Genesis doesn’t leave any discourse on a negative point throughout the call; an endearing trait which is reflective of his songwriting, where he approaches all subject matter with an air of humour and reason. He extends his diagnosis on Australian culture’s reliance on external approval: “But yeah, I think it's changing, which I'm very glad about. It feels like the people who went through [winning acceptance from their Australian compatriots] at some point are selflessly putting the spotlight on other artists that are coming out with really cool shit.”
This may be in reference to the invitation that Tame Impala’s Kevin Parker extended for Genesis to open for the band on their 2022 nationwide arena tour. After whispers of mutual respect had circulated, Parker - who is fast-approaching national treasure status among Aussies - invited Genesis to get together for some studio sessions before proposing that the artist join the dates in support of their Grammy-nominated album ‘The Slow Rush’. “Which is very gracious of them,” Owusu resolves. “I remember one day Kevin Parker invited me backstage and introduced me to Dua Lipa, which is absurd.
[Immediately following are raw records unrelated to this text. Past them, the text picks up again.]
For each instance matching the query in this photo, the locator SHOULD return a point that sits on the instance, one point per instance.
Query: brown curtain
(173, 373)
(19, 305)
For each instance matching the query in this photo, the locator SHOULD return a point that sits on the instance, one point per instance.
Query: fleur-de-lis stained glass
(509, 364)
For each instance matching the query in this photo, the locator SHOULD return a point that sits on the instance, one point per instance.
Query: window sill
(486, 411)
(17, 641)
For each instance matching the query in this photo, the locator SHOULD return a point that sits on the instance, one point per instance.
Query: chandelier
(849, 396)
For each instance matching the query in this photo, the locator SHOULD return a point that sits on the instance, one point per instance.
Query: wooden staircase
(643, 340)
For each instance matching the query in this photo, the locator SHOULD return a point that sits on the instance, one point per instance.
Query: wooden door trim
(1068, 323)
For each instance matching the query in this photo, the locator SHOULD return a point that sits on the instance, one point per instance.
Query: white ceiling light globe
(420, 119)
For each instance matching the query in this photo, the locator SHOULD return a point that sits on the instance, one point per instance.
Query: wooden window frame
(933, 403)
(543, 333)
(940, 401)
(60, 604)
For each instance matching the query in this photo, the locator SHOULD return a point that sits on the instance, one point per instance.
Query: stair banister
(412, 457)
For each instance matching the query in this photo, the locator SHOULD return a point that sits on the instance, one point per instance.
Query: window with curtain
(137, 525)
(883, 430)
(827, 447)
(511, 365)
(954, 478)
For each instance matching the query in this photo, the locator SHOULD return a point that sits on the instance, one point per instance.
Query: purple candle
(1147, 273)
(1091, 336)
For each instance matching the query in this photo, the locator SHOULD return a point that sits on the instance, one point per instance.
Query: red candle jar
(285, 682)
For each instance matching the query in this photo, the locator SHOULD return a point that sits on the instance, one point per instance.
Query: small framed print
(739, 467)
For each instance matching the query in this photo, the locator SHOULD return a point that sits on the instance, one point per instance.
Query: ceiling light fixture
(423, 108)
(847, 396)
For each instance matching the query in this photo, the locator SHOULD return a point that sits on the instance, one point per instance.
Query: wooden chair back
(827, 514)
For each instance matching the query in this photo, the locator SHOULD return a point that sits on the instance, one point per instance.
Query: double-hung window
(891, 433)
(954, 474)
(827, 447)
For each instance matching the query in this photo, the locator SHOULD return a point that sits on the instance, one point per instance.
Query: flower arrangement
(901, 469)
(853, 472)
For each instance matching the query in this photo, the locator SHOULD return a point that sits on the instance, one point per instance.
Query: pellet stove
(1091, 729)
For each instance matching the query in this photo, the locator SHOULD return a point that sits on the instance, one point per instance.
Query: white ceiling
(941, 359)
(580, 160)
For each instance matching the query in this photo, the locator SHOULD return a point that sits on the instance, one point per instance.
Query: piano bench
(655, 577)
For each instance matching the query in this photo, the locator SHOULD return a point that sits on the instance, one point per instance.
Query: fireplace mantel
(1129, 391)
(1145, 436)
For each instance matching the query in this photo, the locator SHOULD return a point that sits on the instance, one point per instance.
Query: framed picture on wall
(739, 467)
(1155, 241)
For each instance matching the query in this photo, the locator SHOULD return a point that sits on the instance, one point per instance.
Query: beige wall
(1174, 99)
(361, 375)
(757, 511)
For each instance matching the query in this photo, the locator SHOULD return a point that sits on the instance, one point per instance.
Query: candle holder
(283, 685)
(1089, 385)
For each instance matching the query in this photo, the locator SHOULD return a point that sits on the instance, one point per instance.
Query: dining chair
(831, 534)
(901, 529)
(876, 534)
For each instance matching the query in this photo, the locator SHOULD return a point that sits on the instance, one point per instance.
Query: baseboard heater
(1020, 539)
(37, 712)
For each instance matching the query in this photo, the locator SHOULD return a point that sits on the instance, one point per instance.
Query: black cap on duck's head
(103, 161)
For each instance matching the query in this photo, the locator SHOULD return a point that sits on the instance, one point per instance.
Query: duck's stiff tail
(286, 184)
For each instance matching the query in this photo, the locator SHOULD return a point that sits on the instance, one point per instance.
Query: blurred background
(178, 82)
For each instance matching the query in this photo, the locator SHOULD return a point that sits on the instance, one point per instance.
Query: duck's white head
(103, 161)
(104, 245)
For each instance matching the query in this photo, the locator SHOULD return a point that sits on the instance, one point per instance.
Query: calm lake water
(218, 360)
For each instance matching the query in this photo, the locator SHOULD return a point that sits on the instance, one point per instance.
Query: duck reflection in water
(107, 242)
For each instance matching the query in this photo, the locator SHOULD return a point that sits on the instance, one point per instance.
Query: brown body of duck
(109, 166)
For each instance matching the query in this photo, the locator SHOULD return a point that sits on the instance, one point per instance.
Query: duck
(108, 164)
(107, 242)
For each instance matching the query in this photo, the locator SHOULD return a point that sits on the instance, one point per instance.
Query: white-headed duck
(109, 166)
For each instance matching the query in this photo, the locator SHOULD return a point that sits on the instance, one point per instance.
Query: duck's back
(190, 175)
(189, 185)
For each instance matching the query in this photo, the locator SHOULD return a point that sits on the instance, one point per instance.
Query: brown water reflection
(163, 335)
And they got me a cake with ‘Thanks for being on tour with us, Genesis Owusu’ written in icing.”
No explosive Kevin Parker cancellation on the horizon then? “I’m afraid not,” he laughs. “We’ll see what happens after the next couple of Grammy nominations, but the Tame Impala guys are a bunch of sweeties.”
Despite these evermore frequent dalliances with the world of stadium bands, Genesis has always been more outspoken on his hip-hop influences, citing the likes of Andre 3000, Frank Ocean and Madlib side project Quasimoto as inspirations, whilst rarely drawing a clear heritage to the guitar-led bursts of indie joy that consistently occur throughout his music. “I listen to a lot of different music in general. I like IDLES,” he says, before referencing Yves Tumor as a favourite: an artist who, like Genesis, is a non-white performer reliably earmarked for their unpredictable approach to genre.
“It is something that I’ve noticed,” he says. “I think it’s because there’s an initial jump to label Black artists as hip hop or R&B. A lot of the time, these releases have been labelled as one of those genres when it wasn’t, they were already pulling from indie or electronic.” Measured and composed when speaking on the topic, Genesis is acutely aware of the discourse and prejudices that circle the topic of race, particularly when discussing the changing positioning of non-white artists in the alternative music sphere. “It feels like we’re in a transitional period where people are realising that it’s not necessarily hip hop or R&B, even if – in their minds – it still should be,” he notes.
Hesitant to acknowledge the substantial role that he himself is playing in dispelling these preconceptions, Genesis’ MO is to pay attention to the discussion around him without allowing himself to be buried by the weight of classification, in either direction. “Putting a label on what I do has never been something that I care about. The music is the music and I try to stay away, as much as possible, from defining it,” he says before summarising his cerebral approach to the trivialities of genre tribalism: “…I find other people’s definitions of what I do more interesting, anyway.”
‘STRUGGLER’ is out 18th August via Ourness/ AWAL.